Grace or Gratitude? Understanding God’s Gifts in Love and Merit

Last week’s parsha began with Moshe beseeching God to let him cross into Israel, “V’etchanan el Hashem,” “I pleaded with God at that time, saying…Let me, I pray, cross over and see the good land on the other side of the Jordan…”

Rash”i comments that the word va’etchanan (to plead or beseech) means to request something as a free gift (from the word “chinam” which means “free,”  a possible root of v’etchanan).  “Even though the righteous have the merit to ask for things based on their good deeds, nevertheless when they ask God for something, they ask it as a free gift.”

Rash”i’s explanation is perplexing though in light of the various statements in Jewish thought which seem to deplore accepting gifts, such as the following:

“He who pursues ill-gotten gain makes trouble for his household; he who spurns gifts will live long. (Proverbs, 15:27)”

“From the time when those who accept gifts proliferated, the days decreased and the years shortened…(Talmud Sota, 47b)”

“Truly righteous people and those of spiritual stature would not receive gifts from others. Instead, they would trust in God, blessed be His name, and not in generous people, as Proverbs states: “One who hates gifts will live. (Maimonides Laws of Ownerless Property and Gifts, 12:17)”

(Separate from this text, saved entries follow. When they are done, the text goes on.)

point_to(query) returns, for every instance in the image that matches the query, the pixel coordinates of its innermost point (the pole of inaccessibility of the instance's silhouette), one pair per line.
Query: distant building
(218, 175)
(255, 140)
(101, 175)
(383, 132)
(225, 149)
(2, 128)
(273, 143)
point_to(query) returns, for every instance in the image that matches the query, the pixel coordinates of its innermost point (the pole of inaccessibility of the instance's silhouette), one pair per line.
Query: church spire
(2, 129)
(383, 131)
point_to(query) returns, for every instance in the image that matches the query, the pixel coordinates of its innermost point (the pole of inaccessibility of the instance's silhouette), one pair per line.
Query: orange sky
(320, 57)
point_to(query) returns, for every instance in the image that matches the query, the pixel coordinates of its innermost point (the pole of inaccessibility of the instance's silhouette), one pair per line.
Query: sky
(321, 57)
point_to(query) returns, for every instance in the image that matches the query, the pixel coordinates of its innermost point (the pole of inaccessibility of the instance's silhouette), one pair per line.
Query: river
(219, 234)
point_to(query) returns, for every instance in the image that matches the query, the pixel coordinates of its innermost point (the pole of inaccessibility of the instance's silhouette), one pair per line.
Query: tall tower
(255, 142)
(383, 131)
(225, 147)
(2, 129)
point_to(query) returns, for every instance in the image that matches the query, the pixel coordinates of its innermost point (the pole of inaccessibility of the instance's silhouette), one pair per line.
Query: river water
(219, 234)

This week’s Torah portion, Ekev, seems to begin with the opposite idea, instead of receiving God’s grace as a free gift the Torah says, “And if you obey these rules and guard and observe them, your God will faithfully keep the covenant and the kindness which God swore to your ancestors.”

Rash”i comments that God will do kindness for you and keep the covenant with you if you observe even the seemingly small commandments that people sometimes trample on.

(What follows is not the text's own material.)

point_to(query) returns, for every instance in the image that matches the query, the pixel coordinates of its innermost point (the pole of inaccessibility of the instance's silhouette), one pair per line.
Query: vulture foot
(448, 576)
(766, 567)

In both our Torah portion and in last week’s portion, the gift we desire is not one we do not deserve, but one that we do deserve. Rash”i makes this clear in his comment on last week’s parsha, in which he writes that Moses does not wish to enter the land as a gift because he does not have sufficient merit to deserve it, but in spite of the fact that he does have sufficient merit as a righteous person. Nevertheless, he asks God to give it to him as a gift.

In our Torah portion, it states that God will give us blessing as a kindness, and that this will happen if we keep the entire Torah and do God’s will, in which case, we don’t need a gift from God. Nevertheless, though we have the merit, the verse says that God will give us the blessing as a “chesed,” a kindness or gift.

If accepting gifts is so bad, and Moses and the Jewish people have the merit not to need the land and its blessings as a gift, why do we ask for it as precisely that—a gift?

I think the answer is that there is a difference between a gift and a handout. A handout is when one receives something that one has not worked for, and thus it may come with feelings of dependence and shame. (For this reason, the best way to give charity is by not giving it at all, but by teaching someone to fish, or if money must be given, it should be given anonymously.) This is the “gift” which the Talmud disapproves of. But a gift which is given by someone who loves us, does not make us feel dependence and shame; rather it expresses love. In a sense it is “deserved.”

When we give someone we love a gift, we give it because we want to—we give it because the relationship is already there. When we are close, such a gift then is an expression of love, not dependance. So too, we aim to have a relationship with God which is not one of dependence upon God, but a relationship of love in which the gifts God gives us are the natural emanation of our relationship and thus are well deserved.